O Camões, criado em 1988, elege todo ano um autor de qualquer país falante do português. A escolha é um reconhecimento da obra completa do autor, em vez de apenas a uma obra específica. O último brasileiro eleito havia sido Raduan Nassar, autor de "Lavoura Arcaica", em 2016. No ano passado, o Camões foi para Germano de Almeida, escritor de Cabo Verde.
Em nota, o júri do troféu disse que escolheu Chico tanto pela qualidade de sua obra quanto pela sua "contribuição para a formação cultural de diferentes gerações em todos os países onde se fala a língua portuguesa". Os jurados destacaram ainda o "caráter multifacetado" de seu trabalho, que passa pela poesia, o teatro e o romance. "Seu trabalho atravessou fronteiras e mantém-se como uma referência fundamental da cultura do mundo contemporâneo", diz o júri, na nota.

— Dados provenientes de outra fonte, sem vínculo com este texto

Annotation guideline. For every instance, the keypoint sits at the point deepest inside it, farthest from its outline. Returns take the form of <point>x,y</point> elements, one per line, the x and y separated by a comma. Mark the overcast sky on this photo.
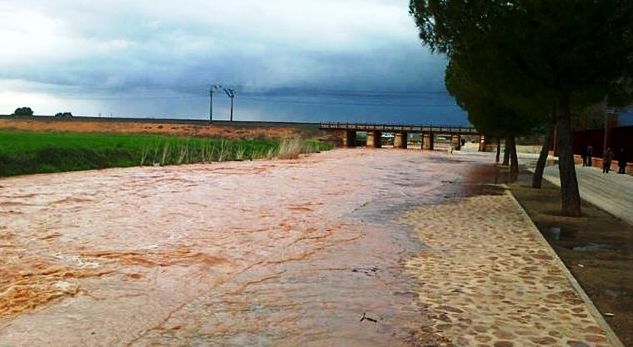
<point>288,59</point>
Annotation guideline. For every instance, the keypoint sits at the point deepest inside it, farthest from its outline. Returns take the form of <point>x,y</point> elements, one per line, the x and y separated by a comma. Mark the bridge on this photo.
<point>347,133</point>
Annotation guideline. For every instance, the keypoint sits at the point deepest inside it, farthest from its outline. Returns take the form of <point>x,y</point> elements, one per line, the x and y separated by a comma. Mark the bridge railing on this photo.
<point>395,127</point>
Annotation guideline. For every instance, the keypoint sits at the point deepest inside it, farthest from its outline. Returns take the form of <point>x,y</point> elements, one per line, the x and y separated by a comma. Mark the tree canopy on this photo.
<point>530,52</point>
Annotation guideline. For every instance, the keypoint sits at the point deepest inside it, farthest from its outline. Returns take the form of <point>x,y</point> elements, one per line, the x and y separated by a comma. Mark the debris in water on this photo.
<point>364,317</point>
<point>592,247</point>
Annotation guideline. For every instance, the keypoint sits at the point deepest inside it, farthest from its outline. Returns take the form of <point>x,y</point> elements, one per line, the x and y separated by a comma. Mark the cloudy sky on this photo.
<point>293,60</point>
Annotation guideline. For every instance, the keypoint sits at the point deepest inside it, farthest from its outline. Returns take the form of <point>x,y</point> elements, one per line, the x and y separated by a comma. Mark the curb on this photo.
<point>593,310</point>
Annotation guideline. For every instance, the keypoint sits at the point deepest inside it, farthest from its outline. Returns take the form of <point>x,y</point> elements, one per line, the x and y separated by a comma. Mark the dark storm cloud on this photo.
<point>122,56</point>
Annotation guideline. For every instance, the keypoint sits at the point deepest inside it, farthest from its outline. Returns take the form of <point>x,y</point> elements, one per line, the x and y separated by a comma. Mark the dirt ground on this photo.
<point>224,130</point>
<point>597,248</point>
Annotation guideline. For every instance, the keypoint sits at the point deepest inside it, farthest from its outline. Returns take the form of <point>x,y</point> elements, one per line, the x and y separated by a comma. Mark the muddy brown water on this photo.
<point>245,253</point>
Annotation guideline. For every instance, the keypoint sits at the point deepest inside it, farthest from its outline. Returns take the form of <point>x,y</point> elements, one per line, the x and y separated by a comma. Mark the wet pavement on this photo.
<point>304,252</point>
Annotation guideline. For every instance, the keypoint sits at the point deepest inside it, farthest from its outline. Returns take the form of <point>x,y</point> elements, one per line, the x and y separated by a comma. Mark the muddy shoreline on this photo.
<point>297,252</point>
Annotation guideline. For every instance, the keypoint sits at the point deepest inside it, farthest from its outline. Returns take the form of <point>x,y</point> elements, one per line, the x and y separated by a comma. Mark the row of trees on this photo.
<point>522,67</point>
<point>27,111</point>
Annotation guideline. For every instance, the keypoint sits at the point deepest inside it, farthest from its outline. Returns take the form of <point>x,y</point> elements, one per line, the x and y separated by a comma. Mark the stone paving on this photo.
<point>489,279</point>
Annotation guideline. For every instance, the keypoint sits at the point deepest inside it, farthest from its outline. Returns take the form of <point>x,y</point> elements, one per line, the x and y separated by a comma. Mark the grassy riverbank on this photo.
<point>44,152</point>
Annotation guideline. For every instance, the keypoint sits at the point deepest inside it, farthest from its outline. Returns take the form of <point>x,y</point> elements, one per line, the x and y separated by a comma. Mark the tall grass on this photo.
<point>37,152</point>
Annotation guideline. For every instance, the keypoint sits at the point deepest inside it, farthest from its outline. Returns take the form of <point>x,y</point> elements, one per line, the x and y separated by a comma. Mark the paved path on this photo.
<point>611,192</point>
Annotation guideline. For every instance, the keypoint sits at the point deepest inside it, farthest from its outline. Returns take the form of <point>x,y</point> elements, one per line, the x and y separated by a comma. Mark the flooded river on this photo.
<point>303,252</point>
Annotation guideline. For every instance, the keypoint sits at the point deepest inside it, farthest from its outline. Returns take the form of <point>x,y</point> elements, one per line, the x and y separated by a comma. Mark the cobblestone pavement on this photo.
<point>489,279</point>
<point>611,192</point>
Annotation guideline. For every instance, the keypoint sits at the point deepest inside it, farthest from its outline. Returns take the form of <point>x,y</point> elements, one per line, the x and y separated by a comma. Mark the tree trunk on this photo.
<point>537,178</point>
<point>570,196</point>
<point>514,160</point>
<point>506,154</point>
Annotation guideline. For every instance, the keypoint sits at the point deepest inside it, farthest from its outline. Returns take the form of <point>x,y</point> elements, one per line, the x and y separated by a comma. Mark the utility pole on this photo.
<point>231,94</point>
<point>211,90</point>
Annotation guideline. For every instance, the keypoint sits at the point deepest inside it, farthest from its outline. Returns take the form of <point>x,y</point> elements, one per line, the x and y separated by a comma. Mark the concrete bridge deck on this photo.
<point>457,130</point>
<point>347,133</point>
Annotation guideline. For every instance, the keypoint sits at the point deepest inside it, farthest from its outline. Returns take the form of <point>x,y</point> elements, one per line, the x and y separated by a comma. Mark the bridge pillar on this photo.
<point>482,143</point>
<point>400,140</point>
<point>374,139</point>
<point>427,141</point>
<point>456,142</point>
<point>349,140</point>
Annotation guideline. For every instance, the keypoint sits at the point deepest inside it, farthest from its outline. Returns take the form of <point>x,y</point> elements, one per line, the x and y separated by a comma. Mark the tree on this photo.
<point>574,52</point>
<point>23,111</point>
<point>491,116</point>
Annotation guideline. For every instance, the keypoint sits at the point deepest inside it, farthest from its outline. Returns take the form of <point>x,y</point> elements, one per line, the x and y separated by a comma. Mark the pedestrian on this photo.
<point>607,157</point>
<point>583,155</point>
<point>622,161</point>
<point>589,155</point>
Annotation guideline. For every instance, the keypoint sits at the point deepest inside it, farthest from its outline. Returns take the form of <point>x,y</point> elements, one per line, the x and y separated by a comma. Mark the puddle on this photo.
<point>560,234</point>
<point>592,247</point>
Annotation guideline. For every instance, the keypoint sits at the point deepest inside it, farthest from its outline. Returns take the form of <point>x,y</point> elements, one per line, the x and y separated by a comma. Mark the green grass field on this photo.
<point>44,152</point>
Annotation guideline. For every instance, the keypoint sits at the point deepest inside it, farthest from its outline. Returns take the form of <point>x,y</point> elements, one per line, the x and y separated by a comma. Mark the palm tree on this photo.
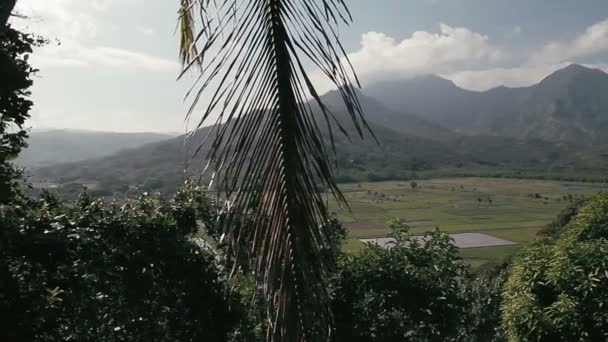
<point>267,152</point>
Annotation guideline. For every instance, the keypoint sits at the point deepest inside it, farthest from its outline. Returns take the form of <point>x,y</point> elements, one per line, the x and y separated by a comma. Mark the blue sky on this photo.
<point>116,66</point>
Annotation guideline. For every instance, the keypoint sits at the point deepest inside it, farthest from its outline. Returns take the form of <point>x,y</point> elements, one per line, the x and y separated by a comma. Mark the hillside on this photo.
<point>569,105</point>
<point>442,102</point>
<point>422,149</point>
<point>64,146</point>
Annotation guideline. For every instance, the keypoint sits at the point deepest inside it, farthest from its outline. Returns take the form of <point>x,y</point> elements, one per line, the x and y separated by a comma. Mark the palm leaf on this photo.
<point>268,154</point>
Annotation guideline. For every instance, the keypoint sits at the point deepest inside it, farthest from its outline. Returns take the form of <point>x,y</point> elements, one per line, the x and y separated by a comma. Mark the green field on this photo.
<point>511,209</point>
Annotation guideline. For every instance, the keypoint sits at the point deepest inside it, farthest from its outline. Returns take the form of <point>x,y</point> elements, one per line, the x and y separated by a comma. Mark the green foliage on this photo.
<point>558,288</point>
<point>92,271</point>
<point>483,293</point>
<point>15,81</point>
<point>411,292</point>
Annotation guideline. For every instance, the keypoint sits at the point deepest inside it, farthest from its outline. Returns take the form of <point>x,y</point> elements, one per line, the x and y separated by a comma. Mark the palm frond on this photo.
<point>268,154</point>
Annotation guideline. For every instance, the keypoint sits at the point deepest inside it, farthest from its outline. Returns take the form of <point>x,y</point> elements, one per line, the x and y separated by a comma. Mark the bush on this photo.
<point>558,288</point>
<point>410,292</point>
<point>91,271</point>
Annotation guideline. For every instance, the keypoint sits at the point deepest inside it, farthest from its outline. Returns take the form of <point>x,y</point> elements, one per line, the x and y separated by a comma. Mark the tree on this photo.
<point>92,271</point>
<point>15,82</point>
<point>6,9</point>
<point>268,155</point>
<point>412,291</point>
<point>557,289</point>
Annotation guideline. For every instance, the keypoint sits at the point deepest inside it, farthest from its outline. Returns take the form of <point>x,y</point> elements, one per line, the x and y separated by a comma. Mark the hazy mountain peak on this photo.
<point>571,73</point>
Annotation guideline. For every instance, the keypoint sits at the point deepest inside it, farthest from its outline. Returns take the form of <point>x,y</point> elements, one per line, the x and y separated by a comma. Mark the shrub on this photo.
<point>557,289</point>
<point>92,271</point>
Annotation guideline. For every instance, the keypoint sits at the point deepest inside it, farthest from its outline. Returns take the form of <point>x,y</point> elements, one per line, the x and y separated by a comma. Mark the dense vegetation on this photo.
<point>157,269</point>
<point>558,287</point>
<point>93,271</point>
<point>414,145</point>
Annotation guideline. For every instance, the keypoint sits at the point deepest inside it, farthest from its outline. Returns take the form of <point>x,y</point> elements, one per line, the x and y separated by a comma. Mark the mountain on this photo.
<point>63,146</point>
<point>399,121</point>
<point>569,105</point>
<point>443,102</point>
<point>400,153</point>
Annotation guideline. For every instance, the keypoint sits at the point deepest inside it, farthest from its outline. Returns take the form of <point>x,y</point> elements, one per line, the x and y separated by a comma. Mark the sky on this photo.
<point>112,64</point>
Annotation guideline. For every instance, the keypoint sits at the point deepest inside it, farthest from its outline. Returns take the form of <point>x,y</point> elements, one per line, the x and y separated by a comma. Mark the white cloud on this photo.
<point>73,54</point>
<point>593,40</point>
<point>382,57</point>
<point>146,31</point>
<point>76,24</point>
<point>540,63</point>
<point>520,76</point>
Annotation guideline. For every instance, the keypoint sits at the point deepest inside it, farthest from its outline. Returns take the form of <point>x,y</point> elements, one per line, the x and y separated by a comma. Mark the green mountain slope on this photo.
<point>397,155</point>
<point>570,105</point>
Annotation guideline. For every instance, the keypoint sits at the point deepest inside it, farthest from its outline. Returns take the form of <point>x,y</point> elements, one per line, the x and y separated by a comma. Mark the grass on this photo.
<point>512,209</point>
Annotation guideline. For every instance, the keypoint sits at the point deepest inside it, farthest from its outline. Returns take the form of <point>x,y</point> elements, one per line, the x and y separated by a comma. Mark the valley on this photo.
<point>503,162</point>
<point>511,209</point>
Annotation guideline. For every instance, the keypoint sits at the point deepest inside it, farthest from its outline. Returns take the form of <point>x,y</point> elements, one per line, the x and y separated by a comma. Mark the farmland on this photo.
<point>511,209</point>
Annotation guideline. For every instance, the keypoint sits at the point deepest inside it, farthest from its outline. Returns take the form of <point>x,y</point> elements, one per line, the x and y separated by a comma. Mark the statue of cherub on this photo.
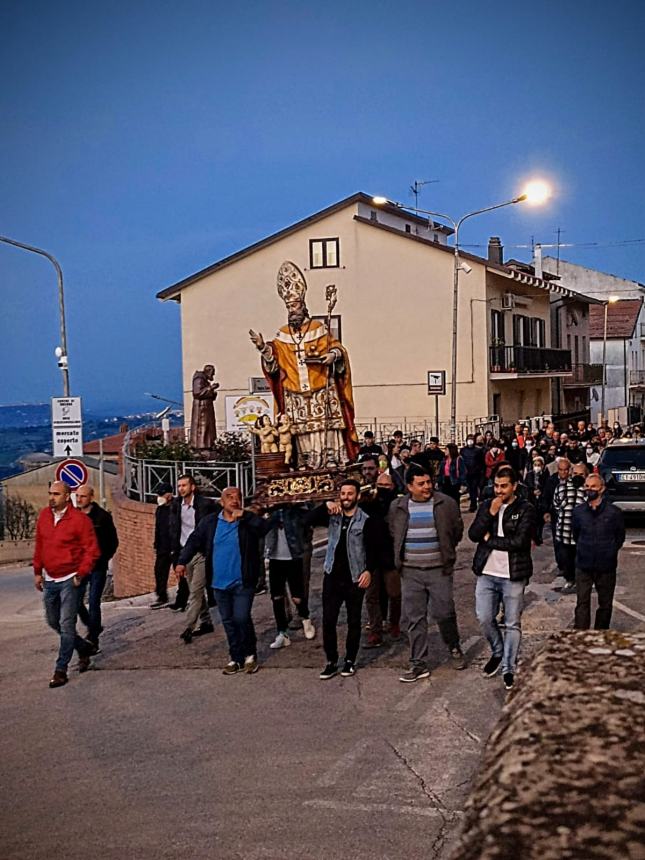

Entre os autores que já ganharam, Chico é o primeiro que tem na música popular sua obra principal -Jorge Amado, que venceu em 1994, chegou a fazer composições com Dorival Caymmi, mas é mais conhecido por seus livros. O mesmo acontece com Ferreira Gullar, vencedor em 2010, que chegou a compor músicas de sucesso para Fagner -mas também é conhecido principalmente por sua obra poética.
"Evidente que esse prêmio é um reconhecimento pela poesia dele nas letras de música, que também são literárias, não só pelos livros. São poemas. Grandes poemas. A música 'Construção', por exemplo, é um poema até raro de se fazer", diz o escritor Antonio Cicero, um dos membros do júri, ele também compositor.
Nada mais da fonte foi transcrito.